Strangely, I also knew that Disney World was technically its own city. When my sister and I talked about it (which was all the time), my dad loved to throw out this random bit of trivia. I recently remembered this fun fact all over again as an adult. When Googling to confirm, I found out that not only is Disney World, indeed, its own city, but it has a fascinating origin story and even its own government!

According to Chad D. Emerson’s article on the history of Disney World’s development and the creation of Reedy Creek Improvement District in Florida State University’s Law Review, the story goes like this: After the success of Disneyland, Walt Disney was looking for a site in Florida to host a new year-round theme park. Disney and his team had stringent criteria for the land (i.e. it had to be large, near a major new highway system, relatively inexpensive), and it seemed that the only place that would work in was Orlando.

So Disney and his business partners established five Florida-based corporations to discreetly purchase 27,000 acres of land for $5 million in 1965 (this translates to roughly $40 million in today’s dollars—a real bargain!). They didn’t want anyone to know Disney was planning anything for the region.

However, when it came time to plan and budget, Disney and his team found that, because the land was split across two counties (Orange and Osceola), they would need to deal with two different local governments during the project. After Disneyland opened, the team felt a development frenzy in Anaheim tarnished the park experience. So, for the Florida project, they kept a list of factors to help remain autonomous from tax liability, possible red tape from ordinances, and concern over the land being annexed by Orlando. The team decided that the best way to circumvent bureaucratic red tape was to ask the state government if they could create Disney’s own self-regulating municipality within a special district.
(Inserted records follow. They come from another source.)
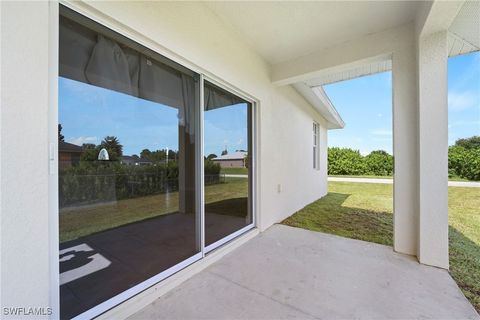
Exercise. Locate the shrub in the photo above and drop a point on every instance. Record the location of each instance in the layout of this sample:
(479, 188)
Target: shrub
(345, 161)
(464, 163)
(98, 181)
(379, 163)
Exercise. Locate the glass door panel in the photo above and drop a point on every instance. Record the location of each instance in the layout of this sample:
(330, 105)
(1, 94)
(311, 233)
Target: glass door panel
(227, 145)
(128, 121)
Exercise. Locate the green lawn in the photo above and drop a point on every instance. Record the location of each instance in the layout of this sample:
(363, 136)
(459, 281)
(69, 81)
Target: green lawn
(234, 170)
(453, 178)
(360, 176)
(364, 211)
(87, 220)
It took a couple of years and legislative work, but in 1966, the Reedy Creek Improvement District (RCID) was created, housing the cities of Bay Lake (where the theme parks are) and Reedy Creek (now known as Lake Buena Vista, where Downtown Disney and the park hotels are). The improvement district would have its own land regulation, building codes, water control, waste treatment, infrastructure, utilities, fire department, and the like. RCID only really needed to work with the local counties on tax issues and policing.
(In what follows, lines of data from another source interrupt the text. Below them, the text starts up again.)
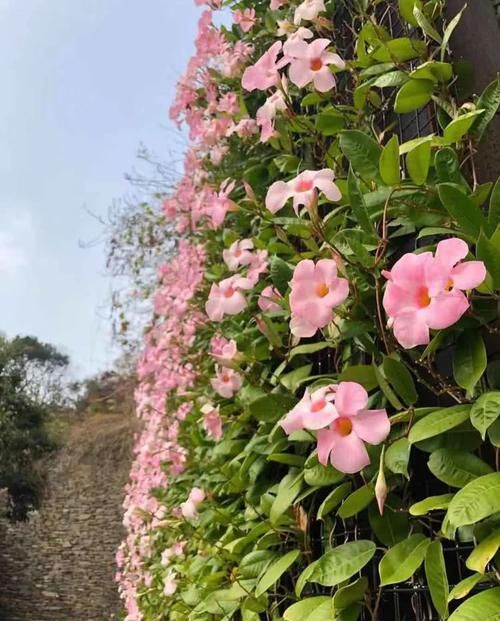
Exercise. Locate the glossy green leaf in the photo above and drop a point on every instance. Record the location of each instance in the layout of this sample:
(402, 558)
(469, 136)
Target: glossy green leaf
(397, 456)
(389, 162)
(485, 411)
(356, 502)
(455, 468)
(469, 360)
(418, 162)
(437, 580)
(438, 422)
(433, 503)
(342, 562)
(484, 552)
(412, 95)
(362, 151)
(481, 607)
(333, 499)
(462, 209)
(275, 571)
(403, 560)
(476, 501)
More than 50 years later, the Reedy Creek Improvement District is still going strong. According to an article in The Orlando Sentinel, as of 2015, the district houses 44 residents—mostly Disney employees and their children—living in two mobile-home parks. They own their mobile homes, pay Disney $75 a month to rent the lot space, and are allowed to use a gated area to watch fireworks from the Magic Kingdom. Though it’s not clear how Disney picks who becomes a resident, all residents are employees of the company.
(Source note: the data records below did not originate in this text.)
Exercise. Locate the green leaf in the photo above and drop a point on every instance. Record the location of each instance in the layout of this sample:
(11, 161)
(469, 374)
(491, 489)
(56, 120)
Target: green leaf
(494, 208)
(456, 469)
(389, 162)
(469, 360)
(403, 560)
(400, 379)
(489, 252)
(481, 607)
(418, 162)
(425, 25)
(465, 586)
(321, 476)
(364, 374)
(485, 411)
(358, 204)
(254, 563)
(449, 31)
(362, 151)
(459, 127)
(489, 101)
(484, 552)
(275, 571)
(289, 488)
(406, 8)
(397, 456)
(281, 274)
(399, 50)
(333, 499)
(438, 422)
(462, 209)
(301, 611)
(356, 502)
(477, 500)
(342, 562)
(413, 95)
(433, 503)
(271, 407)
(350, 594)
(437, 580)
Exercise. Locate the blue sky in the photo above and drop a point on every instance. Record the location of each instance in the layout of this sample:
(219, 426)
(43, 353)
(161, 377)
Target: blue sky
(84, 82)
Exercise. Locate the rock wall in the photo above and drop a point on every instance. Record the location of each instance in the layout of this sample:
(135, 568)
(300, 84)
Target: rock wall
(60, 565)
The Reedy Creek Improvement District is governed by five members of the Board of Supervisors. In order to be a member of the Board of Supervisors, you have to own land in the district—Disney awards elected officials five acres of the property (though it’s inaccessible and not developable, notes The Orlando Sentinel). Terms are four years long.

In order to vote for board members, you have to own land in the district. For every acre you own, you get one vote (if you own less than one-half acre, you cannot vote). Since the Walt Disney company owns 17,000 acres—about two-thirds of the property—they essentially elect the board members. Many of the board members the company elects are people who have worked closely with the brand in the past. The other votes come from board members and other businesses that own land. Since no residents own land, they don’t elect board members; however, they do elect city officials.

So there you have it: Disney World’s special district allows it to be one of the most special places in the world (in terms of magic and corporate-governmental autonomy). Would you live in Bay Lake or Lake Buena Vista if you had the chance?